Tinkering with Tools

By Noelle Herring

My first activity working with kids… you’d think I would be less nervous given that this is what I signed up for. But doing anything new or unfamiliar gives me an uneasy feeling. I’m so predisposed to my comfort zone. And if I’m not careful, I’ll retreat so far into it that opportunities start to pass me by. As difficult at times as it may be, I am always trying to welcome unexplored challenges into my life. Doing this allows me to take control of that pesky nervous feeling, instead of letting it dictate my actions.

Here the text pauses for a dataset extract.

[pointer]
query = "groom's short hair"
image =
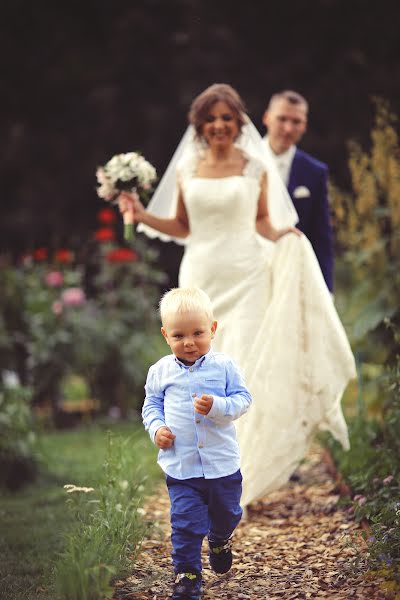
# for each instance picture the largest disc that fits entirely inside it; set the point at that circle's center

Back to the children’s activity. My task was to assist a group of around 8 students ranging from 3rd to 5th grade with building an imagined idea out of random stuff. They came to my host site, Home ReSource, to learn what it means to reuse materials. Because we are a building materials reuse store, the “stuff” we provided for the kids was an assortment of do-dads, trinkets, and gadgets that would have otherwise ended up as waste in a landfill. To most adults it’s just a pile of junk, but to kids it’s a pile of endless creations.

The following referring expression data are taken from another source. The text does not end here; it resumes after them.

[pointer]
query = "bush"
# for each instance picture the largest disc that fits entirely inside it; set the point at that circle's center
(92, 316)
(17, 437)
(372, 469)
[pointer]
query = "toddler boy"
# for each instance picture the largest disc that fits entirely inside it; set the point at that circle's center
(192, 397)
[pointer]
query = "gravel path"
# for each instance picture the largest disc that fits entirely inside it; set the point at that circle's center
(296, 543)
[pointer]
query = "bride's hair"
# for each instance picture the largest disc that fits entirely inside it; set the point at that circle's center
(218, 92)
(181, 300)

I was nervous for a few reasons. Firstly, I had a very limited history with the use of power tools leading up to this point. And by limited history, I mean all my experience came from a crash course I was given a few minutes prior to the kids’ arrival. So to be honest I was slightly terrified of acquiring power-drill related injuries. Secondly as I mentioned earlier, when I’m thrust into new situations where I don’t know exactly what to expect, anxiousness ensues. Lastly and most prominently, I was worried I wouldn’t possess the creative problem-solving skills to be able to help these starry-eyed kids bring their ideas to reality. For someone like me, disappointment is the most dreaded sentiment of them all.

Fast forward to when the requests started pouring in, “I want to attach this here!” and “how do I get this to stick to this?” I would suggest a few different options, sometimes troubleshooting until we got the outcome we were looking for. Even if I made a mistake, either I or the kids immediately came up with a backup idea. I soon realized that there was no right or wrong way to any of this. There was no correct path nor a solidified destination.

After I let go of my worries, I had the most fun helping build such wacky sculptures. While the kids were learning how to use physical tools to rethink waste, I was learning how to use mental tools to overcome my insecurities. Not everything has to be calculated, not everything has to be so black and white, and not everything has to be comfortable. We gain so much by challenging the barriers of our comfort– by urging the walls to expand into uncharted territory. As I move forward and encounter the unfamiliar, I will remember: even if the screw in front of me doesn’t fit, there’s a perfectly sized bolt just waiting to be found.